Your design simulates perfectly but fails mysteriously on real hardware. The culprit is almost always timing. This lesson demystifies setup time, hold time, critical paths, and WNS/TNS. You will write real XDC constraints and build a pipelined adder that demonstrates how pipeline registers break critical paths and push Fmax higher.
Every flip-flop has two timing requirements around its clock edge:
For a path from flip-flop A to flip-flop B:
Slack = Tclk − (Tco_A + Tcomb + Tsu_B)
Where Tco is clock-to-output delay, Tcomb is combinational logic delay, Tsu is setup time of B.
If slack < 0, your design will fail. The tool reports this as negative slack.
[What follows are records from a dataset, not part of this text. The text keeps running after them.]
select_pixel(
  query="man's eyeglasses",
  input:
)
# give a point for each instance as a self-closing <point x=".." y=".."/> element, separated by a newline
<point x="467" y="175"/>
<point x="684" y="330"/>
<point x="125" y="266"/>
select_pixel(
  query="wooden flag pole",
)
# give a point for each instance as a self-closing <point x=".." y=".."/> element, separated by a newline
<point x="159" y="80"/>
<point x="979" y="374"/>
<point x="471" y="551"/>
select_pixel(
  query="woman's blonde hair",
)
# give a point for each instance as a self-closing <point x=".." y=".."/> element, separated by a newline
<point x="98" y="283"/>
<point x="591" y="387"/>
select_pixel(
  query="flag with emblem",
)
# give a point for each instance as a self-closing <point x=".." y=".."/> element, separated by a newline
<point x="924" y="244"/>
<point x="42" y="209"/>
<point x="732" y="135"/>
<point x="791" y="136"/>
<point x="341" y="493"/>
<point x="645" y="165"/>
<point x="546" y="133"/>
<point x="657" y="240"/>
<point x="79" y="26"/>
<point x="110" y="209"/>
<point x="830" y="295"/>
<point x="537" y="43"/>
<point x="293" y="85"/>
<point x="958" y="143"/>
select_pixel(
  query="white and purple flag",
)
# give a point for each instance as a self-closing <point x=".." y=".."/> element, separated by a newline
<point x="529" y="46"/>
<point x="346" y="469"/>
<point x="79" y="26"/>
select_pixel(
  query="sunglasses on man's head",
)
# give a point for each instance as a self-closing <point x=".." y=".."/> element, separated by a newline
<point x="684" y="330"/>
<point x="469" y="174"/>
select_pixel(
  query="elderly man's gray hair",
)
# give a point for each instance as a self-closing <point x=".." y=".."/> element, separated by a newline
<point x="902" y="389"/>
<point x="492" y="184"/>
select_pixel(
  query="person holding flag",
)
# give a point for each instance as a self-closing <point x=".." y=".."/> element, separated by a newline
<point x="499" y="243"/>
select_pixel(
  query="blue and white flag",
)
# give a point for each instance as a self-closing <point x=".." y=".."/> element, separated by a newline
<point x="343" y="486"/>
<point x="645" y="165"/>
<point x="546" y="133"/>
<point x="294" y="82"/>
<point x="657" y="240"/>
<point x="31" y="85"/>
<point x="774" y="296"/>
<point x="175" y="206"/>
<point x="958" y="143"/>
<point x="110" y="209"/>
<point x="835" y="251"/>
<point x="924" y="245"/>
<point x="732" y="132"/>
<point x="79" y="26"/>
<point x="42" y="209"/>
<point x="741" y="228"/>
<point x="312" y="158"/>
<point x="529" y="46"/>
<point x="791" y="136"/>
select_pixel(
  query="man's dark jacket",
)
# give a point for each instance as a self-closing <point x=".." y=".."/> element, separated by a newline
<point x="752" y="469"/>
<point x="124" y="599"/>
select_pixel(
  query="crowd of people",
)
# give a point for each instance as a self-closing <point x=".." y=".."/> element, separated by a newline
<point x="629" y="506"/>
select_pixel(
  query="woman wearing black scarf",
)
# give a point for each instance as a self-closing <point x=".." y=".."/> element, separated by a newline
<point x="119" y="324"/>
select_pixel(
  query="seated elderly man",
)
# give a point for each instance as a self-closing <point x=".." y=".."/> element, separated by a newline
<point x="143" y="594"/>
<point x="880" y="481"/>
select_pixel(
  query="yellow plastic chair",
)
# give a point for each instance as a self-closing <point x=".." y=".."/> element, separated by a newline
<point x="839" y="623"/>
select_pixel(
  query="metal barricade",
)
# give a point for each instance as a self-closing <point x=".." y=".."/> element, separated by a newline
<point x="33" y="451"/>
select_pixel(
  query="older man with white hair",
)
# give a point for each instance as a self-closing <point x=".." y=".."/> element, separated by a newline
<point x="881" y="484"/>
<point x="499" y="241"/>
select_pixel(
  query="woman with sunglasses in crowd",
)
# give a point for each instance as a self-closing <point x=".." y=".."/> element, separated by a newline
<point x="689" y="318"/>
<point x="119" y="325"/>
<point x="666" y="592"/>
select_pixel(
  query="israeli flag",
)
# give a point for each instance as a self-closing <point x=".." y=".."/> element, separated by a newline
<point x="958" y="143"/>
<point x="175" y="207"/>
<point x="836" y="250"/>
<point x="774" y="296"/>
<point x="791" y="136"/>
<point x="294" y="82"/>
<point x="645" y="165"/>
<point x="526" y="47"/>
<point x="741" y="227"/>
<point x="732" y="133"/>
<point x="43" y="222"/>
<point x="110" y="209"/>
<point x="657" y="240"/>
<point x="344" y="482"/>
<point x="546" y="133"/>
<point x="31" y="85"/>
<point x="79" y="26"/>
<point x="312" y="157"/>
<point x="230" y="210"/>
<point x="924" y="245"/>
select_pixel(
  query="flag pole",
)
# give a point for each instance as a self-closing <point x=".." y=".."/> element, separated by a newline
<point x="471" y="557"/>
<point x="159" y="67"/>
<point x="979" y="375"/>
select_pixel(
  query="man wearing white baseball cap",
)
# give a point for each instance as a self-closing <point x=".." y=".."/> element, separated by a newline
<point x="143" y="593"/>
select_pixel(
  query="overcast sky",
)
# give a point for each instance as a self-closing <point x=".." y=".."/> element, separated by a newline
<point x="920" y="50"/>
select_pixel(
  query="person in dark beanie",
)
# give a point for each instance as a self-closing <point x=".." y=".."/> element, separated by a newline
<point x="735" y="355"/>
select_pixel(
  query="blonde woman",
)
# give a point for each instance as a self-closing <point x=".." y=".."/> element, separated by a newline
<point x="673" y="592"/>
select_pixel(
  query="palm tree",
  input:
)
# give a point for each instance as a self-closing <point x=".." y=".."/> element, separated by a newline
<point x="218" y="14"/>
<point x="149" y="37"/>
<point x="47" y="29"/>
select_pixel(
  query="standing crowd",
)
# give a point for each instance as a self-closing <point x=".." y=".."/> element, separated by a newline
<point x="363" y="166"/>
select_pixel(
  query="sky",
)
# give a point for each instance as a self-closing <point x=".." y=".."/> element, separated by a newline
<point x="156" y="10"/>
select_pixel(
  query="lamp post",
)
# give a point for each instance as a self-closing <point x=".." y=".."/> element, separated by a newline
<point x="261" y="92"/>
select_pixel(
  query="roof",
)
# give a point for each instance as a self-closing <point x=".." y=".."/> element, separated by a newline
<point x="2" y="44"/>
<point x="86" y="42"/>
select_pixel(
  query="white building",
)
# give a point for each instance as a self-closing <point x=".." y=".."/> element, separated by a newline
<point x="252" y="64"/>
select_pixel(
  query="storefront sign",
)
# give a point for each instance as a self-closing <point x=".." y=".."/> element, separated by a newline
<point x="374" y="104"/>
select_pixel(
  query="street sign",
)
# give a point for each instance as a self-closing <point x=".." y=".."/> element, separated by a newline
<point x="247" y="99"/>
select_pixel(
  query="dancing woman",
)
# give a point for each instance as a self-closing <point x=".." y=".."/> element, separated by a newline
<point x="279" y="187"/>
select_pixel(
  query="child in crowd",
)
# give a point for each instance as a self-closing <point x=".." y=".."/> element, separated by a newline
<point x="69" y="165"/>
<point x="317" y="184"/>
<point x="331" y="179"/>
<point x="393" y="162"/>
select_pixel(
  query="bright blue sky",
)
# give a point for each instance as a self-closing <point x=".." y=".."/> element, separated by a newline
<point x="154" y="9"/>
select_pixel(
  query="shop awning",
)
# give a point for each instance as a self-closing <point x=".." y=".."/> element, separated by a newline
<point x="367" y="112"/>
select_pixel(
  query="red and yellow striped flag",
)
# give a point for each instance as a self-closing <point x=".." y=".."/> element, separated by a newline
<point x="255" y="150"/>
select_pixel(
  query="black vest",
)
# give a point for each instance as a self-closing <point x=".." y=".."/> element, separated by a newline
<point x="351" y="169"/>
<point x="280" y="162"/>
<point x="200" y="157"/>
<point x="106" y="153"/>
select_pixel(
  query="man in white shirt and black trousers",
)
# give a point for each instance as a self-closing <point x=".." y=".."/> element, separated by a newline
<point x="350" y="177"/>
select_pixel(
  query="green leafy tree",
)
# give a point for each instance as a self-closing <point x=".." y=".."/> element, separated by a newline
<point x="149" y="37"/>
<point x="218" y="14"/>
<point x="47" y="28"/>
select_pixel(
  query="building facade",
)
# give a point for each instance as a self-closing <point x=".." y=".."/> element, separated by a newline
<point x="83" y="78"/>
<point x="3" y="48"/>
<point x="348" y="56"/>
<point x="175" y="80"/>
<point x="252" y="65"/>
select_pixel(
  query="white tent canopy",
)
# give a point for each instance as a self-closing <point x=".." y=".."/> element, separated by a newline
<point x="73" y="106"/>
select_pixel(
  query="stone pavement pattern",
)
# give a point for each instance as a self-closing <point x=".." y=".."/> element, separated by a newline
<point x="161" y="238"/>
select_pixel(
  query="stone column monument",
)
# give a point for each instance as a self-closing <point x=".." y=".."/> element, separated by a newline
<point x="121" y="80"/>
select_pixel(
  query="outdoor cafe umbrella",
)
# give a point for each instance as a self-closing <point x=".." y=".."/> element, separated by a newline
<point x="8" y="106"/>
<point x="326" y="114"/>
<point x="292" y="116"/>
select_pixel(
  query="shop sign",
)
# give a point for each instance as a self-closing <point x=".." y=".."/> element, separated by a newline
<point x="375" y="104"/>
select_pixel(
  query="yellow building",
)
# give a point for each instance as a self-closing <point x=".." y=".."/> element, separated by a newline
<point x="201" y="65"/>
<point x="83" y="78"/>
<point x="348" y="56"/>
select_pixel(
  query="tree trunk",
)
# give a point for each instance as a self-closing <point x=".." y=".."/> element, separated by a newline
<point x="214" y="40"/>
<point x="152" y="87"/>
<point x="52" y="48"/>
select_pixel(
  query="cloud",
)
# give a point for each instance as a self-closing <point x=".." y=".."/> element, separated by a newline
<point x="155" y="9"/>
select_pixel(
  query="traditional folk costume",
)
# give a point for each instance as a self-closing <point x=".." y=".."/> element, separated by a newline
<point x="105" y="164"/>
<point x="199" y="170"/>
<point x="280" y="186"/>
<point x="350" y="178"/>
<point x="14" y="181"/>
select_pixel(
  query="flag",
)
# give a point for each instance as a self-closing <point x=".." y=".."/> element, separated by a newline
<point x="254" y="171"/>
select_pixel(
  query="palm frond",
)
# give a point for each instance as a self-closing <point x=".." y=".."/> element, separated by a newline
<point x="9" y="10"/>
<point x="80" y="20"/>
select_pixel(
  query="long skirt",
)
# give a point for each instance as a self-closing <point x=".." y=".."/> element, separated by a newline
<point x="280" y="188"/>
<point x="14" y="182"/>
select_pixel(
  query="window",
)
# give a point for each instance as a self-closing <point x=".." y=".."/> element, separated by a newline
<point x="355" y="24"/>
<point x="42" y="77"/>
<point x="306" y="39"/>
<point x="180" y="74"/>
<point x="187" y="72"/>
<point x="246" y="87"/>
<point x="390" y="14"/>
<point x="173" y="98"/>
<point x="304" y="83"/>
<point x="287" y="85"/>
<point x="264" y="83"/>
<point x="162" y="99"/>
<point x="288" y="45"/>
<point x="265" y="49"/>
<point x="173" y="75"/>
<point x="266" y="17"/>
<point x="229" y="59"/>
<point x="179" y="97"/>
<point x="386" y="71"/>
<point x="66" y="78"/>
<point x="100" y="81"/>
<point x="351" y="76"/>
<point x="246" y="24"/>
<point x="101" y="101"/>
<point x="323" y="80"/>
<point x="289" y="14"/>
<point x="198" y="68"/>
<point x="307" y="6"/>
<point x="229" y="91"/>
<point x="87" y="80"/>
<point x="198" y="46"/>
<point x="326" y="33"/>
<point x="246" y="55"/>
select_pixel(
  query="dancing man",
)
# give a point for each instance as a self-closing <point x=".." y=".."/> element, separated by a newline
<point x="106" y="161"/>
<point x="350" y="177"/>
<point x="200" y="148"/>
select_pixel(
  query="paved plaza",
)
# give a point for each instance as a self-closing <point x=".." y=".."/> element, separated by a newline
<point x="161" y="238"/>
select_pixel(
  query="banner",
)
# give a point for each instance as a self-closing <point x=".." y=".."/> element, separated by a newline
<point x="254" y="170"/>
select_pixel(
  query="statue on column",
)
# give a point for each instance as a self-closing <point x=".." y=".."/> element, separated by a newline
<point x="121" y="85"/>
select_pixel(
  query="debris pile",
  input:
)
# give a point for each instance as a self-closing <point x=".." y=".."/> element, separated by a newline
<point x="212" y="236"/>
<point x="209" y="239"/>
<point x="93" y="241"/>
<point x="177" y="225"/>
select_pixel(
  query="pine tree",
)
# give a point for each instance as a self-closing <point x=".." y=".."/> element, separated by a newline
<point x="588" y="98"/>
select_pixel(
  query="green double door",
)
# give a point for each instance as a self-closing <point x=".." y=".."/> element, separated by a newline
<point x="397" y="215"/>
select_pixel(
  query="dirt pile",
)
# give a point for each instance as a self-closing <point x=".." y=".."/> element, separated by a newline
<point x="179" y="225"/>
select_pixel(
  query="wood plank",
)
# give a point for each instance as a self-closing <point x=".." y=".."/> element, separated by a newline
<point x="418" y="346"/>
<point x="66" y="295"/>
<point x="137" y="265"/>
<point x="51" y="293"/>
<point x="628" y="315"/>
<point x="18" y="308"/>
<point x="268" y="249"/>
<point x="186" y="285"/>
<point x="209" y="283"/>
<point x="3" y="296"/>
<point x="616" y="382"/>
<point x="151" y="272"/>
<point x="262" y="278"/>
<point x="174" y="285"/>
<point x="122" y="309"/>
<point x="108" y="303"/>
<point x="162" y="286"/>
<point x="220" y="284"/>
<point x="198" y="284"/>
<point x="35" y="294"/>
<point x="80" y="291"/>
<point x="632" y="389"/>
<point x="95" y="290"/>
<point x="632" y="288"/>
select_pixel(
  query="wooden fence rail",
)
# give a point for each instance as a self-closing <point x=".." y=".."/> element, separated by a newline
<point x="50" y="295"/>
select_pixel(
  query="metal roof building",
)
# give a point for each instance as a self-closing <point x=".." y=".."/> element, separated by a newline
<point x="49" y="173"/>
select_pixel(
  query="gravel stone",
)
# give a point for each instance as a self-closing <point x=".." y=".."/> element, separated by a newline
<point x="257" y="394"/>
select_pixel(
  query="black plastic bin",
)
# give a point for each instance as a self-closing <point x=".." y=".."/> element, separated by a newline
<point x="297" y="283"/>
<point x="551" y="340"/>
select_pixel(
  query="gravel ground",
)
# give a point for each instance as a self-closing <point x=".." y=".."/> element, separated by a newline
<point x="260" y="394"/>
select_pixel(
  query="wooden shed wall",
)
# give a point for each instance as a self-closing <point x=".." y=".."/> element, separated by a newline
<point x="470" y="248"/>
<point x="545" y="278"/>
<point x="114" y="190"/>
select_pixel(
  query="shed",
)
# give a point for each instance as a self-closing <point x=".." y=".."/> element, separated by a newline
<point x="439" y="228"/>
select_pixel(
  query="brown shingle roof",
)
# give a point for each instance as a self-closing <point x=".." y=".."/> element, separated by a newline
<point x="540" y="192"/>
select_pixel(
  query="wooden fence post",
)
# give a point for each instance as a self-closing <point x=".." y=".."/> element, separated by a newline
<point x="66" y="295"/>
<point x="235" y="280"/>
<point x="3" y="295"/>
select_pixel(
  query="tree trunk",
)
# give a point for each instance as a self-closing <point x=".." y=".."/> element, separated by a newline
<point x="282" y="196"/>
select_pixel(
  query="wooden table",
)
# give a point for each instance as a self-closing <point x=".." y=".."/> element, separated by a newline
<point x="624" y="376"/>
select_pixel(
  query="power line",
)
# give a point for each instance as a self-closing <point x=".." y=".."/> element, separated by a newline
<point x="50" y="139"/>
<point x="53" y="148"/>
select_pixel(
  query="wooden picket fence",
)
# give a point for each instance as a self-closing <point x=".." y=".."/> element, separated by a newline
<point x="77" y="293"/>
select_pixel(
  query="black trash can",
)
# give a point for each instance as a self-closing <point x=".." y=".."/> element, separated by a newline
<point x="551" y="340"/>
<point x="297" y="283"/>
| Metric | Meaning | Target |
|---|---|---|
| WNS | Worst Negative Slack — the single worst timing path | ≥ 0 ns |
| TNS | Total Negative Slack — sum of all negative-slack paths | 0 ns |
| WHS | Worst Hold Slack | ≥ 0 ns |
| THS | Total Hold Slack | 0 ns |
| Fmax | Maximum achievable clock frequency | ≥ your target |
# constraints.xdc — example timing constraints for Basys3/Nexys4 (100 MHz)
# 1. Define the clock on pin W5 (Basys3 100 MHz oscillator)
# Period = 10 ns (100 MHz)
create_clock -period 10.000 -name sys_clk -waveform {0.000 5.000} [get_ports clk]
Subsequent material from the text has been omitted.